CMLC x RNDSQR: A Partnership for City-building
Yesterday we announced our partnership with the Calgary Municipal Land Corporation (CMLC) for an exciting new development to reimagine the David D. Oughton School Site in Calgary's South East.
The Site & History
Just off International Avenue in Albert Park/Radisson Heights—a neighbourhood of multi-cultural families and mom and pop shops—sits 8.77 acres of potential known as the David D Oughton (DDO) school site. The site was home to a public elementary school for more than a half-century until the Calgary Board of Education declared it surplus and closed its doors in 2006. In 2008, the City of Calgary purchased the DDO site. In 2015, The City demolished the building and remediation work at the site was completed in 2017.
In 2018, after receiving its expanded mandate to work outside the Rivers District, Calgary Municipal Land Corporation (CMLC) purchased the David D. Oughton land parcel. CMLC recognized the untapped potential for future development at the DDO site and its surroundings, and knew that it was primed to start its next life as both a residential development and as a catalyst for economic development in a Calgary neighbourhood that’s vibrant but has often been overlooked.
We heard from Michael Brown, CMLC’s President & CEO, “RNDSQR is an ideal partner in the next chapter of CMLC’s work to bring new energy to old neighbourhoods, create credibility and confidence, and inspire communities.
“Collaboration is the foundation of our city-building efforts. For more than 10 years in East Village, we’ve worked with world-shaping architects, bold and forward-thinking developers, culinary entrepreneurs, innovative educators, local and international artists and many more. RNDSQR, our newest partner, has pioneered a concept called ‘competitive affordability’—a residential style that adapts to homeowners’ needs over a lifetime and enables families of all kinds to enjoy inner-city home ownership.
“I’m excited about this development partnership because locally made, affordability-focused solutions offer hope to a much broader mix of Calgarians while meeting the City of Calgary’s goals of urban densification and revitalization.”
Ward 9 Councillor Gian-Carlo Carra said, “The new meshes seamlessly with the well-established. As a family firm with roots just down the way, RNDSQR understands the culture of this diverse part of the city as few do, and they’ve got ideas about how to accommodate this diversity of residents.”

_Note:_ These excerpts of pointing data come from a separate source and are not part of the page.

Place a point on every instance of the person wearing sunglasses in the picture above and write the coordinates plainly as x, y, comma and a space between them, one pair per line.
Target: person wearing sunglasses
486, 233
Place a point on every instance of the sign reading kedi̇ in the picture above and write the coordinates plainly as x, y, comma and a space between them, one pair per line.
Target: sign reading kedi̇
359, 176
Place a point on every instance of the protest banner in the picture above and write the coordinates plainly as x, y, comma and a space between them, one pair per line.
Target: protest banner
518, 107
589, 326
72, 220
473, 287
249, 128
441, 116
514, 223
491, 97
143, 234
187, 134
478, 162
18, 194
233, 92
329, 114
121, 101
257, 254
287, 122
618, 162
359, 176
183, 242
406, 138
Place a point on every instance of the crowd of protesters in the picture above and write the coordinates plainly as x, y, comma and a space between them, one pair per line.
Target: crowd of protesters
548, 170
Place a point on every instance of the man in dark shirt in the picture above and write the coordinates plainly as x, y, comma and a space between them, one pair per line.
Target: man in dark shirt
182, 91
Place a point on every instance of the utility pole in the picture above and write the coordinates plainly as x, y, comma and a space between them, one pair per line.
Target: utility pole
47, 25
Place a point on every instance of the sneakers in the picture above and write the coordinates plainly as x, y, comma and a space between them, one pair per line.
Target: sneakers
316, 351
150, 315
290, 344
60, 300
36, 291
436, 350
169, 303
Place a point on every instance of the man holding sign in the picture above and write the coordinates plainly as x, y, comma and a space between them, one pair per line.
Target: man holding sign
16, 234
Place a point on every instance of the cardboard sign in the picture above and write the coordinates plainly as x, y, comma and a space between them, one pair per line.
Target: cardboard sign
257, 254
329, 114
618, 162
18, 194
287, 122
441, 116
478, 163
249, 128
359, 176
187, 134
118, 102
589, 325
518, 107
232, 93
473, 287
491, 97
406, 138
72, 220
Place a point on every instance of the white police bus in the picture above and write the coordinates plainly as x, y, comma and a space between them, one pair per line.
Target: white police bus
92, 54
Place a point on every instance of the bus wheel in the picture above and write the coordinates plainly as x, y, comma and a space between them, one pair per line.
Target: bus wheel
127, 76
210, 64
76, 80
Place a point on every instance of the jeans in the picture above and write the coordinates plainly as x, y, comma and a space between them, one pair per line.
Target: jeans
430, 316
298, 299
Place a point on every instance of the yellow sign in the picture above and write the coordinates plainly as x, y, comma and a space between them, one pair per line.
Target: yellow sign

Our Co-founder Alkarim Devani also spoke, “We both understand and value complete, compact communities where walking is a smart way to get around. We know that authentic community grows in places where people of many ages—intergenerational families—and with varied needs can feel like they belong. We share an appreciation for the power of programming and public art to enrich communities, and we both value having—and being involved in creating—places where people can meet and where innovation and creativity flourish.
“We make homes that enable people and families—in all their various shapes and sizes—to feel at home. And we’re thrilled to be working with CMLC to spark new thinking and new living in Albert Park/Radisson Heights.”
Mayor Naheed Nenshi said, “This partnership and the development they’re creating complements The City’s ongoing commitment to and investment in the area, including the opening of the MAX Purple rapid transit service last year.
“Both organizations are experienced in leveraging the potential of place, and they understand how this type of development can spur economic opportunities that give communities confidence in their future.”
What our firms have in common is a desire to create places that make a difference. We both understand and value complete, compact communities where walking is a viable way to get around. We both know that authentic community grows in places where people of many ages—intergenerational families—and with varied needs can feel like they belong. We share an appreciation for the power of programming and public art to enrich communities, and we both value places where people can meet and thoughts can collide. We measure success by how many people we can include in our community and how much neighbourhood entrepreneurialism we can spark. Both our organizations are experienced in leveraging the potential of place, and we understand how development is a tool of economic development that can give communities confidence in their future.